La bibliothèque numérique HathiTrust attaquée outre-Atlantique

Clément Solym - 13.09.2011

Edition - Société - hathitrust - auteur - plainte


Cinq universités américaines et leur fonds numérique commun HathiTrust viennent d'être attaqués en justice par trois ligues d'auteurs et huit individus. HathiTrust n'aurait pas le droit de diffuser des livres numérisés sans leur autorisation par Google.

 

L'Authors Guild américaine, l'Australian Society of Authors et l'Union des écrivaines et écrivains québécois (UNEQ), reprochent à HathiTrust, utilisé par plus de 50 universités dans le monde, dont certaines en Europe, d'avoir considéré à tort certaines œuvres comme orphelines, de ne pas sécuriser ses serveurs, et d'enfreindre le droit d'auteur en réutilisant les scans de Google sans leur demander leur autorisation.

 
 

Ces groupements d'auteurs ont déjà attaqué Google en 2005, sans succès, pour avoir numérisé des milliers de livres sans leur autorisation. En mars dernier, la cour d'appel de New York a rejetté leur plainte qui sera réentendue aujourd'hui. Les auteurs ayant presque perdu face à Google ouvre un deuxième front. M. Loukakis, président de l'association australienne, s'insurge une deuxième fois avec les autres auteurs : « C'est un essai vexant et ehonté pour nier les droits des auteurs ».

 
Devoir de conservation
 

Les plaignants ne demandent pas de dommages et intérêts, mais uniquement le retrait des livres désignés. HathiTrust a sur ses serveurs plus de 9,5 millions de titres, dont 27 % feraient parti du domaine public. Pour M. Wilkin, son directeur, « c'est une opération de conservation, avant tout. Les livres pourrissent sur les étagères. Nous voulons les rendre disponibles aux gens à des fins universitaires. Nous nous assurons de préserver notre patrimoine culturel. »

 

Environ 150 livres ont pour l'instant été reconnus comme possiblement orphelins. Les premiers livres orphelins auraient du être mis en ligne le 13 octobre. Une œuvre est orpheline quand son ayant droit n'a pu être localisé.
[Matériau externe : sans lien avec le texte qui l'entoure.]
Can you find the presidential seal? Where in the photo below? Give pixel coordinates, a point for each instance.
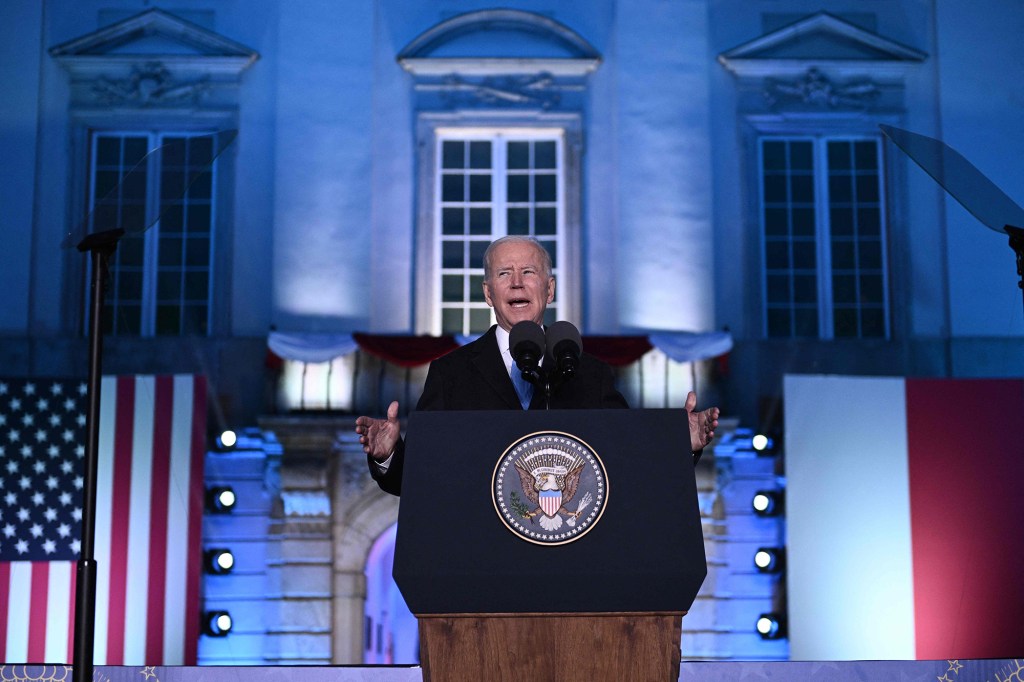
(550, 487)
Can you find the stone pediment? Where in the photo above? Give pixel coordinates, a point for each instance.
(820, 41)
(153, 36)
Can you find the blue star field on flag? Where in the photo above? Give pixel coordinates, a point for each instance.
(42, 464)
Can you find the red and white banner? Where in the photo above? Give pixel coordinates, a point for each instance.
(903, 517)
(148, 522)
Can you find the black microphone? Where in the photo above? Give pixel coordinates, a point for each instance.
(564, 346)
(526, 345)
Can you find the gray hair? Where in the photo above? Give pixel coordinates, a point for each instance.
(517, 239)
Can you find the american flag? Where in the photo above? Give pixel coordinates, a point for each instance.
(148, 517)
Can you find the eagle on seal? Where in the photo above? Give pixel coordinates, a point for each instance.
(551, 493)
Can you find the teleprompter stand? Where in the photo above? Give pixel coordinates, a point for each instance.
(495, 606)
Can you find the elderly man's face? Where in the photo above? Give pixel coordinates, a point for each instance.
(517, 288)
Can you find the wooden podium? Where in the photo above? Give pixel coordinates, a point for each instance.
(493, 605)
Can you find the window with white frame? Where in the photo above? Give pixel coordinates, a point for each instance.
(161, 276)
(491, 184)
(822, 222)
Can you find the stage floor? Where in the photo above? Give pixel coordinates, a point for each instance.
(843, 671)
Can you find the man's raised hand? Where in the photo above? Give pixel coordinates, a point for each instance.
(702, 424)
(379, 436)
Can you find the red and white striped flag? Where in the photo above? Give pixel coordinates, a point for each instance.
(904, 517)
(148, 518)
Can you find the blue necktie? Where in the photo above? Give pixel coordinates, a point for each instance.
(523, 388)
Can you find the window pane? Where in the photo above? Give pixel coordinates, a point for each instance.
(195, 320)
(776, 222)
(803, 222)
(452, 254)
(168, 286)
(199, 218)
(844, 255)
(872, 323)
(129, 285)
(839, 155)
(479, 221)
(108, 151)
(452, 154)
(479, 155)
(518, 188)
(479, 320)
(452, 321)
(868, 221)
(476, 288)
(170, 251)
(476, 250)
(806, 323)
(773, 156)
(777, 255)
(545, 155)
(844, 289)
(518, 221)
(452, 288)
(870, 255)
(479, 187)
(845, 323)
(870, 289)
(778, 289)
(518, 155)
(453, 221)
(801, 156)
(545, 221)
(867, 187)
(866, 155)
(805, 255)
(779, 322)
(842, 220)
(775, 188)
(805, 289)
(198, 251)
(201, 151)
(200, 186)
(552, 248)
(545, 187)
(135, 148)
(840, 188)
(197, 286)
(452, 187)
(802, 187)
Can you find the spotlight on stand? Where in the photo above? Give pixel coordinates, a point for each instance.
(762, 444)
(218, 561)
(216, 624)
(226, 441)
(767, 503)
(769, 559)
(771, 626)
(219, 500)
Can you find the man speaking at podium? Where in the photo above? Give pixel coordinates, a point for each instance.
(481, 375)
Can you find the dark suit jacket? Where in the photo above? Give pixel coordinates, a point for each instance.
(473, 377)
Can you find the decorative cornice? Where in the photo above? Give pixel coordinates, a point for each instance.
(109, 51)
(814, 90)
(426, 43)
(770, 54)
(150, 84)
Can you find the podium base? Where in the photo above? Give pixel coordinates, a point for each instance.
(550, 647)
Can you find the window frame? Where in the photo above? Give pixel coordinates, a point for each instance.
(155, 135)
(431, 128)
(824, 270)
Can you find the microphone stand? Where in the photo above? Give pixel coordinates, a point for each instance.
(101, 246)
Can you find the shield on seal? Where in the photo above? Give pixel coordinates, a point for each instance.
(551, 502)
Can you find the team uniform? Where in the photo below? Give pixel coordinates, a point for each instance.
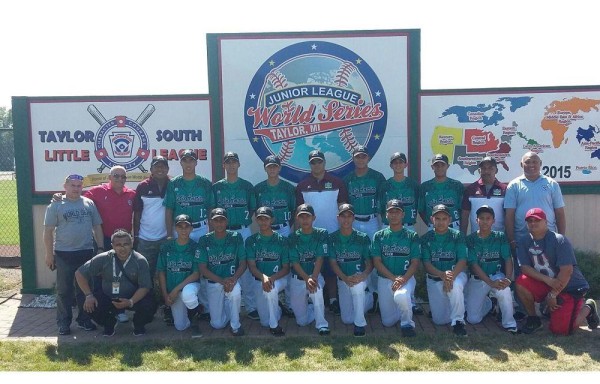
(270, 253)
(444, 252)
(193, 198)
(305, 249)
(222, 257)
(448, 192)
(177, 262)
(350, 253)
(396, 251)
(490, 254)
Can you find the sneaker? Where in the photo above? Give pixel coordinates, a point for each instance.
(253, 315)
(335, 307)
(408, 332)
(533, 324)
(87, 325)
(592, 318)
(277, 331)
(459, 329)
(359, 331)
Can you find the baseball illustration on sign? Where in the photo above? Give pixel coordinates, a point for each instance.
(314, 95)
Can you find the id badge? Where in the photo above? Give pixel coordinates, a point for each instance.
(116, 285)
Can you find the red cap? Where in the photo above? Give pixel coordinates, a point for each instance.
(536, 213)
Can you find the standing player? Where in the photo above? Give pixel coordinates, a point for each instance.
(444, 255)
(267, 255)
(396, 254)
(222, 262)
(350, 260)
(236, 196)
(308, 249)
(488, 255)
(441, 190)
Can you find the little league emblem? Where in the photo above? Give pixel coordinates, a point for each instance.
(314, 95)
(121, 140)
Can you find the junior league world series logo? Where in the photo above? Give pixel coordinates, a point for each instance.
(314, 95)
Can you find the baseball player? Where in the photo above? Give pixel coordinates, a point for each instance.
(236, 196)
(178, 277)
(267, 256)
(444, 255)
(308, 249)
(222, 263)
(488, 255)
(350, 260)
(396, 254)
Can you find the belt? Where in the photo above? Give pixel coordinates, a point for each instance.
(365, 218)
(198, 224)
(434, 278)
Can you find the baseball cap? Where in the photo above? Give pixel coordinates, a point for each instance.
(440, 157)
(360, 149)
(345, 208)
(188, 153)
(218, 212)
(305, 208)
(440, 208)
(264, 211)
(488, 159)
(183, 219)
(159, 160)
(536, 213)
(316, 154)
(394, 204)
(397, 155)
(271, 159)
(486, 208)
(230, 156)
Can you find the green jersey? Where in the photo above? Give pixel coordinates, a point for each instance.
(237, 198)
(350, 252)
(490, 253)
(222, 256)
(177, 261)
(396, 249)
(190, 197)
(363, 191)
(281, 198)
(270, 253)
(407, 191)
(449, 193)
(307, 248)
(443, 251)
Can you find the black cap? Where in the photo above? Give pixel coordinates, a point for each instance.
(188, 153)
(345, 208)
(394, 204)
(488, 159)
(183, 219)
(272, 159)
(159, 160)
(397, 155)
(360, 149)
(264, 211)
(440, 208)
(316, 154)
(218, 212)
(440, 157)
(305, 208)
(486, 208)
(230, 156)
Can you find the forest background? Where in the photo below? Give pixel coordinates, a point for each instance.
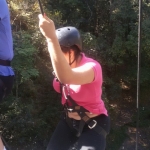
(109, 30)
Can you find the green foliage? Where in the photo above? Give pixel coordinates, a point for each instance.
(110, 35)
(23, 61)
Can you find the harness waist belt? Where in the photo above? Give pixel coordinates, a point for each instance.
(5, 62)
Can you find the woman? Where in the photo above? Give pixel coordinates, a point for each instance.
(85, 123)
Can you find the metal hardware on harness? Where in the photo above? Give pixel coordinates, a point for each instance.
(64, 92)
(95, 123)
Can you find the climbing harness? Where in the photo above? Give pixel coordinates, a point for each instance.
(72, 106)
(41, 8)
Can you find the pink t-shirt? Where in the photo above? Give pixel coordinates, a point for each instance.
(87, 95)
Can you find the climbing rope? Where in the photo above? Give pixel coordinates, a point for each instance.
(138, 71)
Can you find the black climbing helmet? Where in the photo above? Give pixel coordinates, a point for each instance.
(69, 36)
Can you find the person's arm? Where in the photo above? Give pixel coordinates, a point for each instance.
(1, 144)
(60, 65)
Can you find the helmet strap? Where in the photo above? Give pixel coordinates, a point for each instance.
(70, 63)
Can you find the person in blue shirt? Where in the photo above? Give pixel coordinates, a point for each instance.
(6, 51)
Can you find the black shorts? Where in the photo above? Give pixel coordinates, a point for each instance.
(6, 84)
(63, 137)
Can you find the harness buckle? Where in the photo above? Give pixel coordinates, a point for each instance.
(92, 124)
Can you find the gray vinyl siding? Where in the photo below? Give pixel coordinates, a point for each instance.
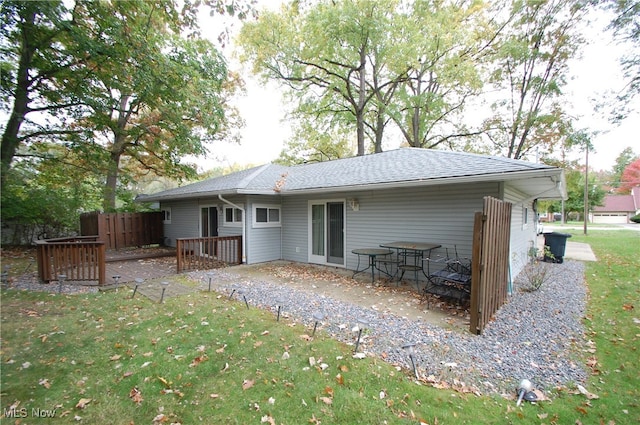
(184, 221)
(523, 236)
(295, 226)
(442, 215)
(263, 243)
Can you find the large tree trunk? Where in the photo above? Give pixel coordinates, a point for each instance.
(10, 141)
(361, 103)
(109, 198)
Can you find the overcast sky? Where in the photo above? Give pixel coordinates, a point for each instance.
(595, 75)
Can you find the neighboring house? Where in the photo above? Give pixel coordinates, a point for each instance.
(618, 208)
(318, 213)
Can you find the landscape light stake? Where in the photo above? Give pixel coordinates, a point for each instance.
(362, 323)
(411, 350)
(319, 317)
(5, 277)
(210, 279)
(240, 292)
(139, 282)
(61, 279)
(524, 387)
(279, 303)
(164, 287)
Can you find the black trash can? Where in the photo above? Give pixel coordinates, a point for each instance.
(555, 244)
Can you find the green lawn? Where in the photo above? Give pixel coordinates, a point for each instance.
(107, 358)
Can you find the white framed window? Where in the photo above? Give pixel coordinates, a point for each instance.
(232, 216)
(266, 215)
(166, 215)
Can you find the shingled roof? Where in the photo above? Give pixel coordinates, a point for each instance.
(395, 168)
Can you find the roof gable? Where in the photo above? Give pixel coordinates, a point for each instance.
(403, 166)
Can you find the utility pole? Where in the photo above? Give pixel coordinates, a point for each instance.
(586, 189)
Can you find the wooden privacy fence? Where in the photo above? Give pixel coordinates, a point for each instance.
(121, 230)
(208, 252)
(489, 261)
(79, 258)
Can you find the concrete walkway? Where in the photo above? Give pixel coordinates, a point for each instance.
(573, 250)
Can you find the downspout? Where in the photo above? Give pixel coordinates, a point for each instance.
(244, 220)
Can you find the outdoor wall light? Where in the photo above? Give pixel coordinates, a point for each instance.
(210, 275)
(280, 304)
(139, 282)
(4, 276)
(319, 317)
(410, 349)
(165, 285)
(61, 279)
(362, 324)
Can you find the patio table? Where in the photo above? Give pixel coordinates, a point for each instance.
(372, 253)
(415, 250)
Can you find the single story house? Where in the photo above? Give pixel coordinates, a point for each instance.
(617, 209)
(318, 213)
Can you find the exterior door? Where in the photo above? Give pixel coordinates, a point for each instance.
(208, 227)
(326, 232)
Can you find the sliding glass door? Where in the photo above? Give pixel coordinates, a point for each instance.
(326, 232)
(208, 227)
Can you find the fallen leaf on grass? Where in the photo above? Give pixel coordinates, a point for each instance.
(136, 395)
(166, 383)
(82, 403)
(268, 419)
(198, 360)
(159, 419)
(326, 400)
(586, 393)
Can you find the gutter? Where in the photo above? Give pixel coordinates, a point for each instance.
(244, 224)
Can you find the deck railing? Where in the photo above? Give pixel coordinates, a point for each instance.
(78, 259)
(208, 252)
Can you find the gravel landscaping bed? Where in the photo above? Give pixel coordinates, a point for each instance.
(537, 335)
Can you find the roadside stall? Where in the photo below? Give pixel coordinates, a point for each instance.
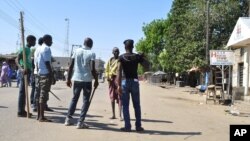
(239, 42)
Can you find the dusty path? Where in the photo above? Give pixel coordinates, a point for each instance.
(168, 114)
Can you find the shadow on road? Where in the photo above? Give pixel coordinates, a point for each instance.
(102, 126)
(155, 132)
(151, 120)
(61, 119)
(3, 107)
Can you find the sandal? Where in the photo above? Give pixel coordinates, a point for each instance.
(45, 120)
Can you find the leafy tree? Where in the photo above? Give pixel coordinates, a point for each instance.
(178, 42)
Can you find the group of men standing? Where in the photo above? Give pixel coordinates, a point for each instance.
(42, 64)
(121, 72)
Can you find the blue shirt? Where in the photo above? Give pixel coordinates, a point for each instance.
(43, 55)
(82, 68)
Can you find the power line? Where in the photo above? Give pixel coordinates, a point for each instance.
(7, 18)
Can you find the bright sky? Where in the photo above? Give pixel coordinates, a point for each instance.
(107, 22)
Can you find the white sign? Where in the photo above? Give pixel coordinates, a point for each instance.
(221, 57)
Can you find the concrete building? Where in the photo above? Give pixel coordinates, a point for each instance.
(240, 43)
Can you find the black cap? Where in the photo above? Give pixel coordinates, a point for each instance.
(129, 42)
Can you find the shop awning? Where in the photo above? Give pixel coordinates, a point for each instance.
(240, 36)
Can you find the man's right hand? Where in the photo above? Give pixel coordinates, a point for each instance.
(119, 90)
(69, 84)
(96, 83)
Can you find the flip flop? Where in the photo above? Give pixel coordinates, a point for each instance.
(45, 120)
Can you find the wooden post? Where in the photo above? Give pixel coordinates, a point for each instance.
(25, 66)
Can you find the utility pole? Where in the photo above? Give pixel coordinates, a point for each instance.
(248, 8)
(66, 48)
(207, 31)
(25, 65)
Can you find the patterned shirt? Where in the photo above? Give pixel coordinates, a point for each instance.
(82, 68)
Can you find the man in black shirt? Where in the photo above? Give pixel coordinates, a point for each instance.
(129, 84)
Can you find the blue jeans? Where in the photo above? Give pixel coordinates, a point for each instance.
(33, 87)
(131, 86)
(77, 88)
(21, 97)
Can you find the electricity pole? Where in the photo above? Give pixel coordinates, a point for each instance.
(207, 31)
(66, 48)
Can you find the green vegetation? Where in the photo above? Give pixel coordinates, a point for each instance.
(177, 43)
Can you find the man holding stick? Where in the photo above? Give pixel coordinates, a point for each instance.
(31, 41)
(129, 84)
(83, 63)
(45, 74)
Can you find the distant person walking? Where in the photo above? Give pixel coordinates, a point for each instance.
(31, 41)
(83, 64)
(10, 73)
(65, 74)
(18, 77)
(4, 75)
(111, 74)
(129, 84)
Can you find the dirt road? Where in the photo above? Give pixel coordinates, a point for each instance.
(167, 114)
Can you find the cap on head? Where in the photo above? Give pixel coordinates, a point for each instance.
(115, 49)
(129, 43)
(88, 42)
(40, 41)
(47, 39)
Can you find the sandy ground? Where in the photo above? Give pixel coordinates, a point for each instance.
(169, 113)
HathiTrust poste sur son site Internet une liste de livres et attend pendant 90 jours que l'auteur se signale avant de publier l'ouvrage. Retrouver des auteurs est souvent une tâche difficile et fastidieuse sinon impossible.

 
Violation du droit d'auteur, et des orphelines
 

Danièle Simpson, plaignante et présidente de l'UNEQ, conteste leur règle pour considérer une œuvre orpheline : « J’ai été stupéfiée d’apprendre qu’une de mes œuvres est à leurs yeux orpheline alors que je suis bel et bien vivante et active. Comment les écrivains du Québec, de l’Italie ou du Japon peuvent-ils savoir que leurs œuvres ont été déclarées orphelines par un groupe au Michigan ? Si ces universités peuvent élaborer leurs propres règles, pourquoi les autres universités à travers le monde ne feraient-elles pas de même ? »

 

Les auteurs ont attaqué avant d'avoir épuisé tout recours à l'amiable et sur plusieurs points en même temps. Il reste à voir si cette tactique leur sera bénéfique.